La nascita del nuovo Museo Casa Don Bosco ha previsto un’opera di restauro conservativo curato dall’Arch. Sergio Sabbadini. Gli abbiamo chiesto di illustrarci le tecniche e i criteri usati per creare questo nuovo museo.

I tre edifici storici: Casa Pinardi, la Chiesa di San Francesco di Sales e le Camerette rappresentano le origini dell’opera salesiana e il cuore di Valdocco. Essi sono involucro del museo ma essi stessi sono il museo, la testimonianza della vita e dell’opera di Don Bosco.

L’intervento progettuale ha mirato, mediante un lavoro di restauro conservativo, a raccontare la storia degli edifici attraverso i suoi spazi e nuovi ritrovamenti (antica fontana, cunicoli a ipocausto, antichi locali voltati ….)

La pulizia e la sobrietà delle facciate si manifesta attraverso i suoi intonaci a calce, come era in origine, i serramenti in legno dipinto di recupero e di nuova fattura e l’omogeneità della copertura che riprende il cromatismo della pietra di luserna dei basamenti, balconi e pavimentazioni.

Anche la nuova pavimentazione in listelli fitti di pietra di luserna, ne disegna e confina il perimetro dei tre edifici storici.

Gli spazi interni sono resi il più possibile fluidi depurandoli dagli innumerevoli tramezzi che si sono susseguiti nel tempo, lasciando il loro segno del tempo in alcune tracce sul pavimento continuo magnesiaco e nella sequenza cromatica delle stanze voltate al primo piano che mostrano tutta la loro storia attraverso la stratigrafia delle finiture susseguite nel corso del tempo.

Il piano interrato con le sue luci naturali filtranti rappresenta lo spazio più fedele alle sue origini. Cucine, refettori, cantine e teatrini diventano spazi espositivi di sé stessi e di nuove installazioni espositive.

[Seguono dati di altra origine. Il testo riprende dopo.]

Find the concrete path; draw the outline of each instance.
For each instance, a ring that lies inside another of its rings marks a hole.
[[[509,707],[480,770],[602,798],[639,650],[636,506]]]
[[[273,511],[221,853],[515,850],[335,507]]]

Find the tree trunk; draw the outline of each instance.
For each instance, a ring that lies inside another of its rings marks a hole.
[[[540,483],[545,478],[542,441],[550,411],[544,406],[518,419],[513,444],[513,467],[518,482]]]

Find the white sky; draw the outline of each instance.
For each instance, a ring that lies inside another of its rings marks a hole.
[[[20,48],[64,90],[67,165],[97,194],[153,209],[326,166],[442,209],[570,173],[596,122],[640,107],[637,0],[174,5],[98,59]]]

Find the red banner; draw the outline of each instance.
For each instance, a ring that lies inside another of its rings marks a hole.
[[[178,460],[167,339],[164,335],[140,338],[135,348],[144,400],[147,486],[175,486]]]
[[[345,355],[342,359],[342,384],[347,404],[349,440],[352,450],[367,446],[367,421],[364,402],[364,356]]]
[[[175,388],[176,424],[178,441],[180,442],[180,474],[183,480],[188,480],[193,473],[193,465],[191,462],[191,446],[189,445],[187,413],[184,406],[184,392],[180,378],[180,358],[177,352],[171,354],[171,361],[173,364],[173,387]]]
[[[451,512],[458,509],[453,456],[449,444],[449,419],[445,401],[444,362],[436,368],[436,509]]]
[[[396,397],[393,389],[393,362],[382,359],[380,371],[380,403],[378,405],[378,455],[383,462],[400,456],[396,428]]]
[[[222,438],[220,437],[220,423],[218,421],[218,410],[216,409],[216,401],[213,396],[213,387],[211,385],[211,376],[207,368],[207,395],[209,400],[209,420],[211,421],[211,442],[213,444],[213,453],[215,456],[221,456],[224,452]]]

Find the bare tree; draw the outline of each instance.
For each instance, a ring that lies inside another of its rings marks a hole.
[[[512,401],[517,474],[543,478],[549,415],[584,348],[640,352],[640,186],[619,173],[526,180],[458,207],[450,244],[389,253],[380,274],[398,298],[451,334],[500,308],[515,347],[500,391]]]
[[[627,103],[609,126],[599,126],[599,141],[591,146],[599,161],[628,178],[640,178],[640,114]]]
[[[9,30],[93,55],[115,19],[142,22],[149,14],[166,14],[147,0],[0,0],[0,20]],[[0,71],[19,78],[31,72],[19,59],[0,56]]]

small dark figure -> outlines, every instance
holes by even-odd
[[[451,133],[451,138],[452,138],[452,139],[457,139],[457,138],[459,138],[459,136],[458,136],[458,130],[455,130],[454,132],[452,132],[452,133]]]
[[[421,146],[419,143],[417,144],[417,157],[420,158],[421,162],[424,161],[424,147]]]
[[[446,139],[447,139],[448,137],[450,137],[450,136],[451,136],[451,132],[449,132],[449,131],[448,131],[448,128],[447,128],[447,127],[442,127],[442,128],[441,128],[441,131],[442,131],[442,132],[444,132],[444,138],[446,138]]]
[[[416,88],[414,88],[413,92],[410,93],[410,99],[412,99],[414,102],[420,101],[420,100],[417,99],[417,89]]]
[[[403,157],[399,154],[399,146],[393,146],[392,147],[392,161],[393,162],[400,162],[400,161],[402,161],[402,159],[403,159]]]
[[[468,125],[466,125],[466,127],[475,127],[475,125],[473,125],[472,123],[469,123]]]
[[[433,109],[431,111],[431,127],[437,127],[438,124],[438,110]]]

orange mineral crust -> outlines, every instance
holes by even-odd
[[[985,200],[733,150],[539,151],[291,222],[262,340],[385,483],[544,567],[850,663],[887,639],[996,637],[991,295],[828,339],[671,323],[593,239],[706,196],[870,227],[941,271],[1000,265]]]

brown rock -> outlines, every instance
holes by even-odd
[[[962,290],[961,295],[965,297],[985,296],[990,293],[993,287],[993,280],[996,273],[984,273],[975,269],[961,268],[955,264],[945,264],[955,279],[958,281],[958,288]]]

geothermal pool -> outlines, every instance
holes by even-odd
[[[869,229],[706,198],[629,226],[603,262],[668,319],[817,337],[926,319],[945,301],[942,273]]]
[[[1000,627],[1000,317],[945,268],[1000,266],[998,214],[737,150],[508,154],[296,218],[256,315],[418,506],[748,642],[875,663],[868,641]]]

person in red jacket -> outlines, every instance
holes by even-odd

Un lungo, stretto e sinuoso corridoio voltato, segnato da un nastro luminoso incassato a pavimento, collega tutti questi spazi offrendo diverse prospettive come un cannocchiale.

La luce naturale, simbolo del divino, è valorizzata non solo negli spazi interrati ma anche al secondo piano, ove la riapertura di un abbaino con serramento a croce irrora il puro spazio bianco della cappella. Una luce zenitale attraversa la copertura per connettersi con la stanza della morte di Don Bosco ed entrando in comunicazione con l’installazione del trapasso.

La scelta dei materiali è accurata in ogni particolare anche con innovazioni tecnologiche proprie della bioedilizia. Pitture a calce degli ambienti interni, recupero delle vecchie pavimentazioni in cotto e pietra e integrazioni delle parti mancanti con battuti in cocciopesto secondo l’antica tradizione romana ben presente negli edifici storici di Torino.

Il cocciopesto dà memoria dei precedenti divisori in laterizio ritrovandolo sotto forma di cocciopesto anche nelle pavimentazioni magnesiache continue. Finiture in calcecanapulo regolano l’umidità di alcune pareti controterra donando nuova sacralità agli spazi. Le parole stampate su cellulosa unite ad impasti di calce caratterizzano le pareti della vita di Don Bosco nelle sue Camerette.

Le terre lontane rivestono i muri della missionarietà salesiana, quelle vicine a Torino (Cambiano) caratterizzano tutte le nuove installazioni museografiche, permettendo un distinguo reale e visivo tra pareti originarie e nuovi setti espositivi.